L’ANC est souvent critique vis-à-vis du travail de l’IASB. Pourtant, la France, comme les autres Etats membres, a voté en faveur d’IFRS récemment proposées au Comité de réglementation comptable, qui approuve les normes dans l’Union. Pourquoi ?

La France s’est abstenue lors du vote des normes IFRS 10, 11 et 12. Les explications fournies étaient insuffisantes, les tests également. Surtout, comme l’Autorité des marchés financiers l’avait signalé, cette norme de « convergence », qui réduit les excellentes sauvegardes de la norme précédente, fait courir des risques sérieux. Aujourd’hui, de surcroît, la suppression de l’intégration proportionnelle crée une situation très complexe pour tous les groupes français, probablement plus qu’ils ne l’avaient anticipé.
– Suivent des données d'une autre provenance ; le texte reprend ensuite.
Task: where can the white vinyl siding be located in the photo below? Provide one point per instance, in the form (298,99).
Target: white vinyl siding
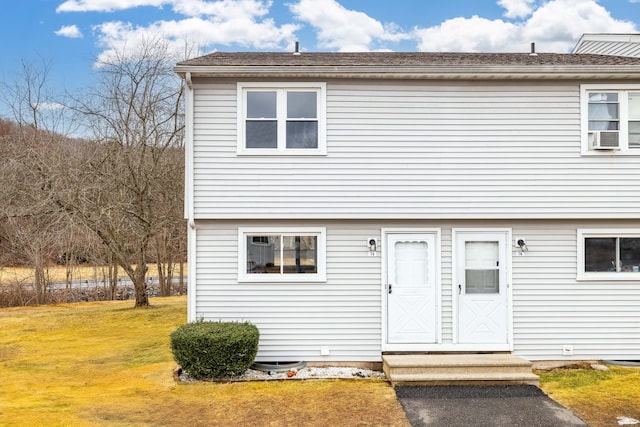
(417,149)
(551,309)
(296,319)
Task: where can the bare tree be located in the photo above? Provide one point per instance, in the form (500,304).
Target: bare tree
(135,117)
(31,225)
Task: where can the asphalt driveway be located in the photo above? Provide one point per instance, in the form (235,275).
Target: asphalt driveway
(491,406)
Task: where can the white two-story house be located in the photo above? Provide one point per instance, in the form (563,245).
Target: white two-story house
(352,204)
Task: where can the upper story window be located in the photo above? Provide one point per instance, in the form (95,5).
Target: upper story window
(281,118)
(609,254)
(611,119)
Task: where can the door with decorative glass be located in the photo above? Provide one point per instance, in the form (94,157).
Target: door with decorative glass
(411,288)
(481,268)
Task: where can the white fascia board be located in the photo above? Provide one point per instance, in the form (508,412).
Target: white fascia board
(434,72)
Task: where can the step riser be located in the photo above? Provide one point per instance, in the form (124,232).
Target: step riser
(458,370)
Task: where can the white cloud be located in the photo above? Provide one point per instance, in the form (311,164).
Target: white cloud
(70,31)
(343,29)
(516,8)
(225,22)
(554,26)
(204,24)
(106,5)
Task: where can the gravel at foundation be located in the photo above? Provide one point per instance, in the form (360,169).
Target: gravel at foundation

C’est pourquoi, à leur demande, nous sommes très actifs dans la mise en œuvre de cette norme. C’est cela aussi, le rôle du normalisateur national, avec le concours des professionnels, hommes et femmes remarquables, en entreprise ou en cabinets, grands et petits, et régulateurs, sur qui reposent la qualité, la sécurité des comptes en France et avec qui nous travaillons quotidiennement. Tous ces efforts n’ont qu’un but : sortir gagnants de cette transition et établir au plus près de nos besoins et de nos modèles le centre de gravité de la norme mondiale.